Might Cellular Therapies Postpone or Prevent Osteoarthritis After Knee Surgery or Injury

Following injury to the articular surface of the knee, measurable changes in the joint microenvironment can occur, including altered expression of proinflammatory cytokines, matrix metalloproteinases (MMPs), aggrecanases, growth factors, and apoptotic factors. A study assessing the impact of 10 synovial fluid biomarkers at the time of knee injury found that three specific biomarkers can predict with moderate accuracy functional outcomes and level of pain postoperative at five years.

The development of post-traumatic osteoarthritis (PTOA) affects a large percentage of patients with anterior cruciate ligament (ACL) tears, meniscus tears, and other knee injuries. Even when an injury is surgically treated, the joint is at a significantly increased risk of PTOA five to 10 or more years following the initial insult. It is believed that the accelerated cartilage degradation associated with PTOA is the result of inflammatory chemokines released into the joint space at the time of injury. In other words, the initial seed of post-traumatic osteoarthritis is planted at the time of the injury, and there may be a specific pattern of molecular biomarkers in the synovial fluid (i.e., an inflammatory phenotype) that is able to predict which patients are at the highest risk of diminished function and development of OA as a result of their knee trauma.

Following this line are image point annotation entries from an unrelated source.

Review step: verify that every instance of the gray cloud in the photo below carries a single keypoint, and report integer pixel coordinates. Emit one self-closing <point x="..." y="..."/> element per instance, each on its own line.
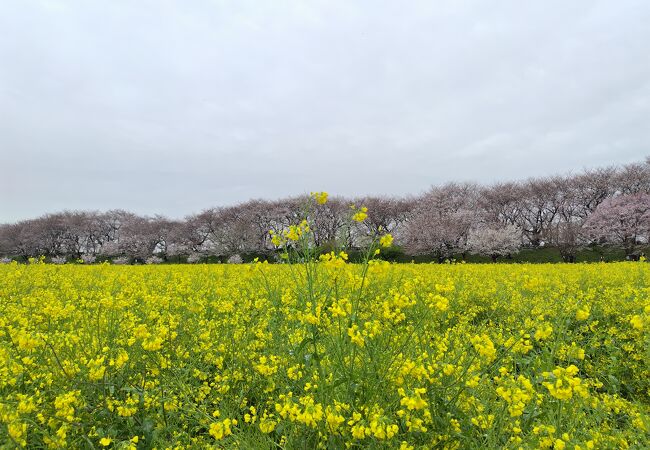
<point x="174" y="106"/>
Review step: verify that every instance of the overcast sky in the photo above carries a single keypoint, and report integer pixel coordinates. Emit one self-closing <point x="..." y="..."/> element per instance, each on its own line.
<point x="174" y="106"/>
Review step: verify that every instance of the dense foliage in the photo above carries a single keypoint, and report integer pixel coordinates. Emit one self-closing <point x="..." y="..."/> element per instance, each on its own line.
<point x="603" y="207"/>
<point x="325" y="354"/>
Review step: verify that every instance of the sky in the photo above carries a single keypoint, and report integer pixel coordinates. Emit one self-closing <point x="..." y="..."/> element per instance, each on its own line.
<point x="172" y="107"/>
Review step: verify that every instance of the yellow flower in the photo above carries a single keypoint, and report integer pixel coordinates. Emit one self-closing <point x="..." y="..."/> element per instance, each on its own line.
<point x="386" y="240"/>
<point x="360" y="215"/>
<point x="320" y="197"/>
<point x="637" y="322"/>
<point x="583" y="313"/>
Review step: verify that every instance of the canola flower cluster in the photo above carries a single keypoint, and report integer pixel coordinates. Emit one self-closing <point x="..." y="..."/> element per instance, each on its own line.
<point x="455" y="356"/>
<point x="325" y="354"/>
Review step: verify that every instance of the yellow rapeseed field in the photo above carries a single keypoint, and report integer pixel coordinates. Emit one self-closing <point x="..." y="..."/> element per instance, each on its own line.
<point x="325" y="354"/>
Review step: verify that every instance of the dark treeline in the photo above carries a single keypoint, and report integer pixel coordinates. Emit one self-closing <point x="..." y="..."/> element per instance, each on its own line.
<point x="606" y="206"/>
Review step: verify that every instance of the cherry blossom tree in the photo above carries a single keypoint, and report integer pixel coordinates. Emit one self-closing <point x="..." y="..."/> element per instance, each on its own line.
<point x="623" y="220"/>
<point x="494" y="240"/>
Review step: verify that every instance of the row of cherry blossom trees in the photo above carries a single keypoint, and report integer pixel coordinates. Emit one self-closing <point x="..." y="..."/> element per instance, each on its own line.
<point x="607" y="206"/>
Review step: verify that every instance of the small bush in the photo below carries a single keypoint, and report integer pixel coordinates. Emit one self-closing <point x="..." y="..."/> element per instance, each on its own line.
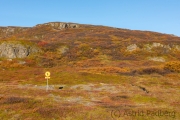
<point x="173" y="66"/>
<point x="150" y="70"/>
<point x="13" y="100"/>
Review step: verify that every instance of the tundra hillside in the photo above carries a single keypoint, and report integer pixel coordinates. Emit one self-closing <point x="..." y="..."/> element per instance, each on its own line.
<point x="95" y="71"/>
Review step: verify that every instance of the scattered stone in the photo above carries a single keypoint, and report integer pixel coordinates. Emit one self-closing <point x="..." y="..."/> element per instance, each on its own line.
<point x="158" y="59"/>
<point x="132" y="47"/>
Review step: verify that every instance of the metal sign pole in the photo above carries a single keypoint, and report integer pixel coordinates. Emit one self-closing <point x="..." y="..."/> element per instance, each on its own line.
<point x="47" y="85"/>
<point x="47" y="76"/>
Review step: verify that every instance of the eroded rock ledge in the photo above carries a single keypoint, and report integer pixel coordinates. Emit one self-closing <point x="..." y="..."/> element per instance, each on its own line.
<point x="16" y="50"/>
<point x="60" y="25"/>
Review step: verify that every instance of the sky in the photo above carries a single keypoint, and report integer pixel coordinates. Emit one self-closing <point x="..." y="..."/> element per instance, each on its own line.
<point x="148" y="15"/>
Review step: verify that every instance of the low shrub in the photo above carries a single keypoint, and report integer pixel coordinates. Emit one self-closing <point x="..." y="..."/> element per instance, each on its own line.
<point x="173" y="66"/>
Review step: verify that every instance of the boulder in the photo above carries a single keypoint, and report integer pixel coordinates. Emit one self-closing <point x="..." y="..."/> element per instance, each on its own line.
<point x="16" y="50"/>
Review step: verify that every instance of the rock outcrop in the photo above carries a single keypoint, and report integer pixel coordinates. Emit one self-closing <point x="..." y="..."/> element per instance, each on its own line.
<point x="132" y="47"/>
<point x="60" y="25"/>
<point x="10" y="30"/>
<point x="16" y="50"/>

Cellular Therapy to Prevent Osteoarthritis After Knee Surgery

The study prospectively enrolled 39 patients (mean age at time of surgery, 41.56 years) undergoing primary knee arthroscopy for ACL injury, meniscus injury, and/or focal chondral lesion beginning in October 2011. Patients were excluded if they had any additional associated ligament injury, systemic inflammatory disease, autoimmune disease, intra-articular corticosteroid injection in the three months before surgery, prior knee surgery, immunomodulatory drug use, chemotherapy within the past year, insufficient synovial fluid aspiration, or cartilage/meniscal transplantation in addition to arthroscopy. Those aged 18 years or younger also were excluded.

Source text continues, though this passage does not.